I rotted and sweetened.

  One night, and another night. And another.

  There must have been days, too. Someone brought me trays of food, as they had the first time I was in the tower. But no one brought any plasm pins, and the days folded into the nights, and in the night, I wasn’t a girl. I was only a crazy, twisted brain, draining on the bed. I was dying. I was dead.

  What was happening back in the house? Did my friends miss me? Were they horrified that I was locked in here? Or had they always known I would fuck things up?

  I turned to face the wall.

  Theo had known. He’d seen me for what I was.

  I stroked the peeling plaster wall. It felt so cool and heartless beneath my fingers.

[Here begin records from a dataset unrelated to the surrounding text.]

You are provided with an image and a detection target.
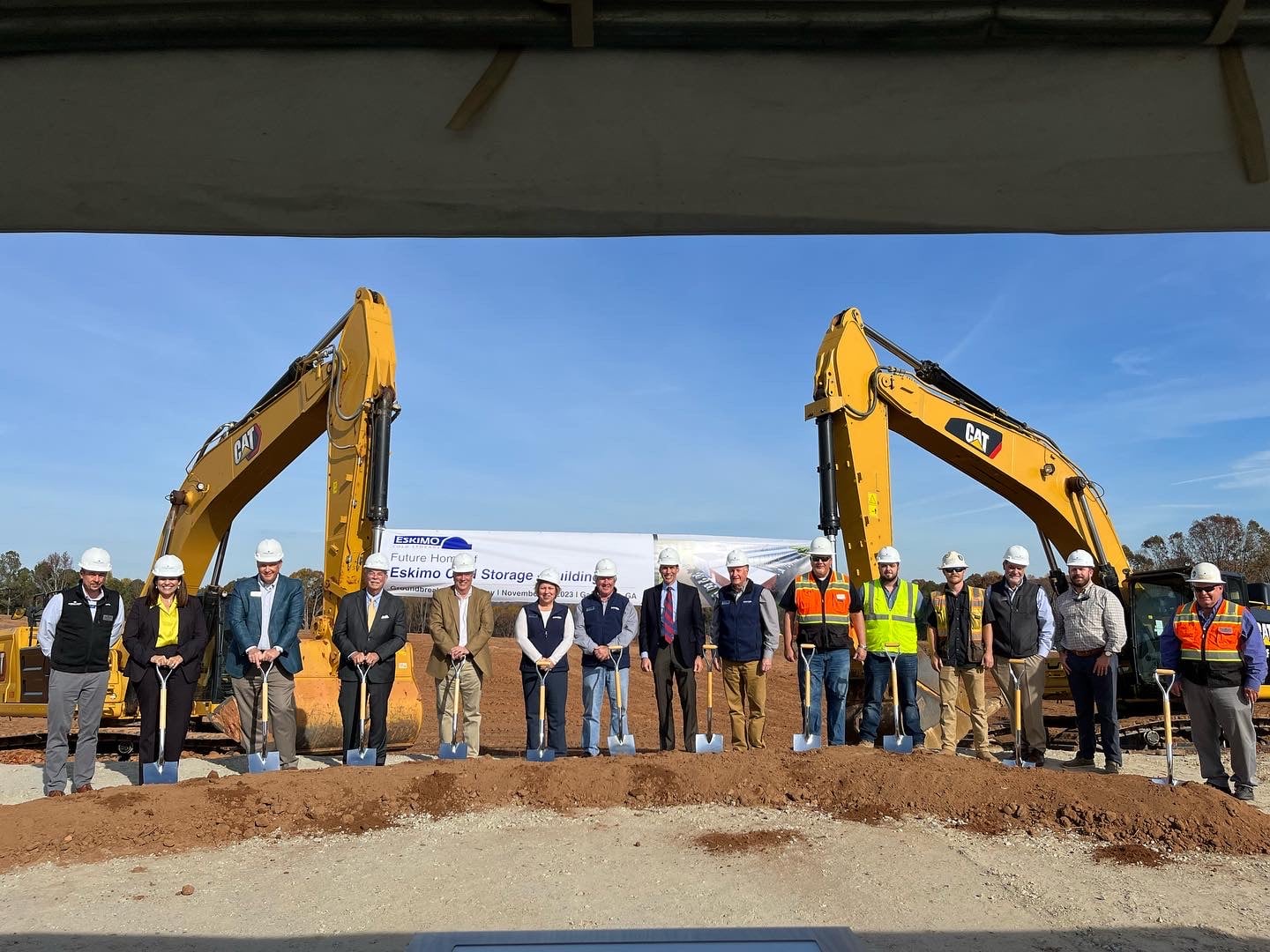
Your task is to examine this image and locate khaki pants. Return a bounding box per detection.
[722,660,767,750]
[940,664,988,754]
[437,663,480,756]
[992,655,1049,754]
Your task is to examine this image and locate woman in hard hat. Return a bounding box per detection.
[123,554,207,783]
[516,569,572,754]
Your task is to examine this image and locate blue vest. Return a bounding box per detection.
[520,602,569,674]
[715,580,763,661]
[578,591,631,670]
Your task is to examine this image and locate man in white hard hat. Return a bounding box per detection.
[330,552,405,765]
[1160,562,1266,802]
[781,536,858,745]
[225,539,305,770]
[572,559,639,756]
[428,552,494,756]
[639,546,706,750]
[710,548,781,750]
[923,550,997,762]
[37,546,123,797]
[983,546,1054,764]
[851,546,927,745]
[1054,548,1128,773]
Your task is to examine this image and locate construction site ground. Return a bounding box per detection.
[0,640,1270,952]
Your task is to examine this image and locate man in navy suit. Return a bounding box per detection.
[639,547,705,750]
[225,539,305,770]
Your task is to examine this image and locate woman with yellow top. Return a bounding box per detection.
[123,556,207,783]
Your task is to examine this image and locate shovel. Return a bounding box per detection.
[141,666,180,783]
[1151,667,1181,787]
[609,643,635,756]
[344,664,380,767]
[692,645,722,754]
[525,658,555,764]
[246,661,282,773]
[1001,658,1036,767]
[794,645,823,754]
[437,658,467,761]
[881,641,913,754]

  Baby had been here. In this room, touching this wall, feeling like this: so seized by sadness, so violently alone.

  Did she feel better now?

  Or did she feel nothing?

  I slept with my mouth open. My lips cracked and bled.

  I didn’t know if it was many nights later, or many weeks, when I sat up and looked around the room as if seeing it for the first time.

  An English dictionary and a science fiction book stood on the bookshelf. The thriller from last time, The Second Lady, wasn’t there anymore. I wished it were. But there was the same elephant figurine with its trunk lifted. And on the other side of the room was the same back door and the tea table with its packet of cards.

  The curtain to the toilet was pushed aside. It smelled like shit. I must have forgotten to flush.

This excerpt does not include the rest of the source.